One of our readers posed this question to us.
In most mammals our birthing cycles are long. So, I was thinking.. optimally as a specie to survive, wouldn’t it make more sense to have X females per male?
Since most of the historical evolution has been based on survival, why has the sex ratio in all mammals remained close? Why don’t we see mammals where there are 100 females to 1 male?
The underlying reason for this conundrum was first outlined by Ronald Fisher and is still known as Fisher’s Principle. It doesn’t just hold true for mammals, but for most sexually reproducing organisms.
To explain why, first I have to clear up a bit of a misconception. You say:
So, I was thinking.. optimally as a specie to survive, wouldn’t it make more sense to have X females per male?
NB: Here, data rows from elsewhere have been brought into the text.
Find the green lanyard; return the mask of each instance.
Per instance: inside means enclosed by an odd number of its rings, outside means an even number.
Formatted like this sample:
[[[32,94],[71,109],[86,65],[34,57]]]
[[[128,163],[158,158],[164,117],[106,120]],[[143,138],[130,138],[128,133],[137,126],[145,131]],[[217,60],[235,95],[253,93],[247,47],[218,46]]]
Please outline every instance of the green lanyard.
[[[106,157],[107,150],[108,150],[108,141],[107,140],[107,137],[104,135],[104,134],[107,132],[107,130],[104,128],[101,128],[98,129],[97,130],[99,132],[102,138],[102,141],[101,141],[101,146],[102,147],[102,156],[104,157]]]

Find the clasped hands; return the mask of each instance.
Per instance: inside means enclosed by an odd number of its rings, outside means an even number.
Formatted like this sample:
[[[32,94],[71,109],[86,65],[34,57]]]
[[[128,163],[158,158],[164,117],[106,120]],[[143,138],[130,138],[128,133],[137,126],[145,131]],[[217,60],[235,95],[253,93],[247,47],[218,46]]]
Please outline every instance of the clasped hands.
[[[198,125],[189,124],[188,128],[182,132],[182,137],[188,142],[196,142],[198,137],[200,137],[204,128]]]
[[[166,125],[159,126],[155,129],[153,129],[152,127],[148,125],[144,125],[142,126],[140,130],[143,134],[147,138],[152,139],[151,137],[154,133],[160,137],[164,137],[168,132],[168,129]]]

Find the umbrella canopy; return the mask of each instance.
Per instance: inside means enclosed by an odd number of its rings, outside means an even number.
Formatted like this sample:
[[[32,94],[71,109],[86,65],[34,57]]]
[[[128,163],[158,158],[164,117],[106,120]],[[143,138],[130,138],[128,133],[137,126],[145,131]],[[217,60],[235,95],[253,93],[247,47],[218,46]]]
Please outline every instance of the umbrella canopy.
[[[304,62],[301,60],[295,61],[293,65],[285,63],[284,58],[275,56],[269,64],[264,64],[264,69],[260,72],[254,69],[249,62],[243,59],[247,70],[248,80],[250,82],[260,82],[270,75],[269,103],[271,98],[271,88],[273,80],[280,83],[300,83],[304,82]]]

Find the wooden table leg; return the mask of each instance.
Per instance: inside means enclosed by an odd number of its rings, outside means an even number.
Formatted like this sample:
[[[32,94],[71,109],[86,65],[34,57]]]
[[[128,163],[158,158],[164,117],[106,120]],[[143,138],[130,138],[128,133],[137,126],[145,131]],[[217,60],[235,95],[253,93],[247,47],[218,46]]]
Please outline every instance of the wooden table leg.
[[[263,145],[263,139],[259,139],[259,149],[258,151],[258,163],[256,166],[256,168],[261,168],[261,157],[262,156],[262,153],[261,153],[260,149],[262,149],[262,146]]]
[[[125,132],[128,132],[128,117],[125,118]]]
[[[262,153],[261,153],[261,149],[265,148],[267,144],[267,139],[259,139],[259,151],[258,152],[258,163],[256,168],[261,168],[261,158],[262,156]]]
But in truth natural selection favors things that help individuals, not species. Something can be great for a species or terrible for a species, but that won’t effect whether selection favors it. Instead, it favors things that help individuals, even if those traits are less than optimum for the species as a whole.
So, why have equal numbers of males and females? Well, basically, imagine a situation where 100 females were born for every male. Now imagine some individual has a mutation that causes them to produce more male offspring, instead of just having 1 in 100. All their male offspring will do very well. They’ll go on to impregnate dozens of females and produce lots of offspring. The gene for having more males will spread. The gene for having more females will not keep up, because individuals with that gene will only produce females, and those will only produce a few offspring. Eventually, though, there will be lots of males. At that point, it will be the males who have trouble finding mates, while all females are guaranteed a chance to get lucky. And so production to produce more females will be favored. This all evens out to favor a nearly 50-50 sex ratio at birth. Basically, selection favors having offspring that have the most opportunity to reproduce, and this means having offspring of the less common sex. This is known as negative density dependent selection.
So does does monogamy vs polygamy affect the ratio at all?
Oddly, no. Consider deer, for example, which are highly polygamous. Female offspring have a very high chance of having a few offspring (because they nearly all breed, but also can only have a few babies over their lifespan). Male offspring have a low chance of having a ton of offspring (because they will either have none, or be the male in charge of a harem and father most of the babies in the herd). It works out that the overall fitness (number of expected offspring) is the same for both male and female, it’s just that the manner of getting to that point is different.